Descubre la fascinante historia y legado de la Torre Belfort en Brujas, un icono arquitectónico que ha resistido el paso del tiempo y ha sido testigo de la evolución de esta ciudad belga. En este artículo, exploraremos la historia de la torre, su arquitectura, su papel en la historia de Brujas y su importancia como atracción turística en la actualidad.
Orígenes y construcción de la Torre Belfort
La Torre Belfort, también conocida como Belfries de Brujas, es una estructura emblemática que se encuentra en la plaza del Mercado de Brujas, en la provincia de Flandes Occidental, Bélgica. Fue construida en el siglo XIII como parte de un complejo de defensas urbanas que incluían murallas y puertas de la ciudad. La torre servía como un símbolo de poder y prestigio para la ciudad y como un medio para la defensa y la comunicación en caso de ataque.
La construcción de la torre se llevó a cabo en varias etapas, comenzando con la base de piedra arenisca en el siglo XIII. En el siglo XIV, se añadió una sección de ladrillo y piedra caliza, y en el siglo XV, se completó la estructura con una campana y un tejado de pizarra. La torre mide 83 metros de altura y es una de las más altas de Bélgica.

Arquitectura y diseño
La Torre Belfort es un ejemplo de la arquitectura gótica civil, que se caracterizaba por la utilización de arcos puntiagudos y grandes ventanales. La torre está construida en estilo flamenco, con elementos decorativos como gabletes, pináculos y ménsulas. La estructura cuenta con tres secciones principales: la base, el cuerpo central y la campana.
La base de la torre es cuadrada y está construida en piedra arenisca. El cuerpo central, que es el más alto, está construido en ladrillo y piedra caliza y cuenta con ventanas arqueadas y matacanes en cada esquina. La campana, que se encuentra en la parte superior de la torre, está protegida por un tejado de pizarra y cuenta con una galería abierta.
La Torre Belfort en la historia de Brujas
La Torre Belfort ha sido testigo de importantes eventos en la historia de Brujas. Durante la Edad Media, la torre servía como un símbolo de poder y prestigio para la ciudad y como un medio para la defensa y la comunicación en caso de ataque. Los ciudadanos de Brujas utilizaban la torre para enviar señales de fuego y humo a otras ciudades en caso de peligro.
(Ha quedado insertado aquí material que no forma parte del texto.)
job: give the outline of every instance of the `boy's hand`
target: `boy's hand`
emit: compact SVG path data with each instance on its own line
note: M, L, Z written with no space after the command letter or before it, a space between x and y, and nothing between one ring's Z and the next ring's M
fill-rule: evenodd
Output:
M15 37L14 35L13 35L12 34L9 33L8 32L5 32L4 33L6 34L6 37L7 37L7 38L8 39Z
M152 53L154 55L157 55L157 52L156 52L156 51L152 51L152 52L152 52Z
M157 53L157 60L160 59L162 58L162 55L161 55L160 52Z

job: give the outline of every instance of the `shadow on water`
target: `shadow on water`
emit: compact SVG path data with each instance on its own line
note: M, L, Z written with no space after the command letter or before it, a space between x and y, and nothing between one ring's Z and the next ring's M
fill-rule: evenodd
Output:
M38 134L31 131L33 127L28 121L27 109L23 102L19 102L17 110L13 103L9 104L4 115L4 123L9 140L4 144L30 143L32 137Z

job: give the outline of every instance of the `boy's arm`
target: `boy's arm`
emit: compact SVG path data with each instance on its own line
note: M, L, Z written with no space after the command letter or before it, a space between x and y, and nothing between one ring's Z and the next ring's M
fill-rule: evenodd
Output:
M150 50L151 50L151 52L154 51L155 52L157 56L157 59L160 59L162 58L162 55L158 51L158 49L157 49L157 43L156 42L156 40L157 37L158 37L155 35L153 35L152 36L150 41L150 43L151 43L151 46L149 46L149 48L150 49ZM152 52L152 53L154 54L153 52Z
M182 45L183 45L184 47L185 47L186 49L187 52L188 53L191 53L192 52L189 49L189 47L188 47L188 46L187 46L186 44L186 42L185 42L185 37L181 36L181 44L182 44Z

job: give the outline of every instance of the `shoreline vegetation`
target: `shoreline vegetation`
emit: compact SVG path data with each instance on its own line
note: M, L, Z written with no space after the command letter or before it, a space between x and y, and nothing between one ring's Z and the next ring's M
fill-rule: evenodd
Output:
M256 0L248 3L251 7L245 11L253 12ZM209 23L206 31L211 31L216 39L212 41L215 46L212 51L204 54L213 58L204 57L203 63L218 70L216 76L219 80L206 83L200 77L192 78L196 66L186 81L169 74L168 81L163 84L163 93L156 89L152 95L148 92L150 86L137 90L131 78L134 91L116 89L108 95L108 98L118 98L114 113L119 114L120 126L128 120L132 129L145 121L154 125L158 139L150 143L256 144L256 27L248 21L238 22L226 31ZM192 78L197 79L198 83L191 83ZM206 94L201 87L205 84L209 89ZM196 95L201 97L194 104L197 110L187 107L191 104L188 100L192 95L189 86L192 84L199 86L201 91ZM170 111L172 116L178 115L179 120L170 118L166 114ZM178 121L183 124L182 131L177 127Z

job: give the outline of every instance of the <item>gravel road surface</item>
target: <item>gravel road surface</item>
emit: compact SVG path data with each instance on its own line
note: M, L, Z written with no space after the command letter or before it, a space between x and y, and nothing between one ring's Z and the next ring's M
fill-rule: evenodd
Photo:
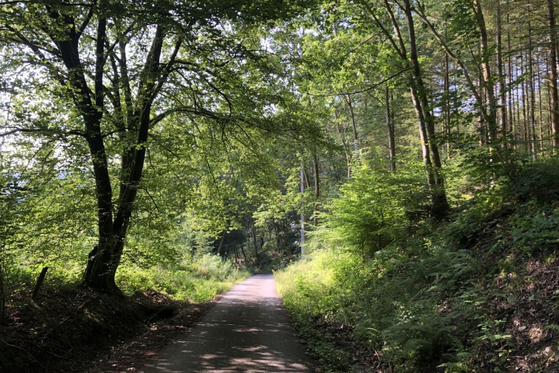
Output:
M234 285L194 327L146 364L146 373L314 371L273 275Z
En el siglo XVII, la torre se convirtió en un símbolo de la resistencia contra el dominio español. Los ciudadanos de Brujas utilizaban la torre para enviar mensajes secretos a otras ciudades rebeldes. En el siglo XIX, la torre se convirtió en un símbolo de la independencia belga y se utilizó como una plataforma para la exhibición de la bandera nacional.
La Torre Belfort como atracción turística
Hoy en día, la Torre Belfort es una de las atracciones turísticas más populares de Brujas. Los visitantes pueden subir a la torre por una escalera de caracol de 366 escalones y disfrutar de una vistas panorámicas de la ciudad. La torre también cuenta con una exposición sobre su historia y arquitectura en la planta baja.
La Torre Belfort es un sitio del Patrimonio Mundial de la UNESCO desde 2000, junto con otras torres similares en Bélgica y Francia. Este reconocimiento destaca la importancia de la torre como un ejemplo de la arquitectura gótica civil y su papel en la historia de Brujas.

Información práctica
- Horario de apertura: de abril a septiembre, de 10:00 a 18:00; de octubre a marzo, de 10:00 a 17:00
- Precio de entrada: 10€ para adultos, 5€ para niños de 6 a 11 años
- Dirección: Markt, 8000 Brujas, Bélgica
En conclusión, la Torre Belfort es un icono arquitectónico y histórico de Brujas que ha resistido el paso del tiempo y ha sido testigo de la evolución de la ciudad. Su arquitectura gótica civil y su papel en la historia de Brujas la convierten en una atracción turística imprescindible para cualquier visitante de la ciudad.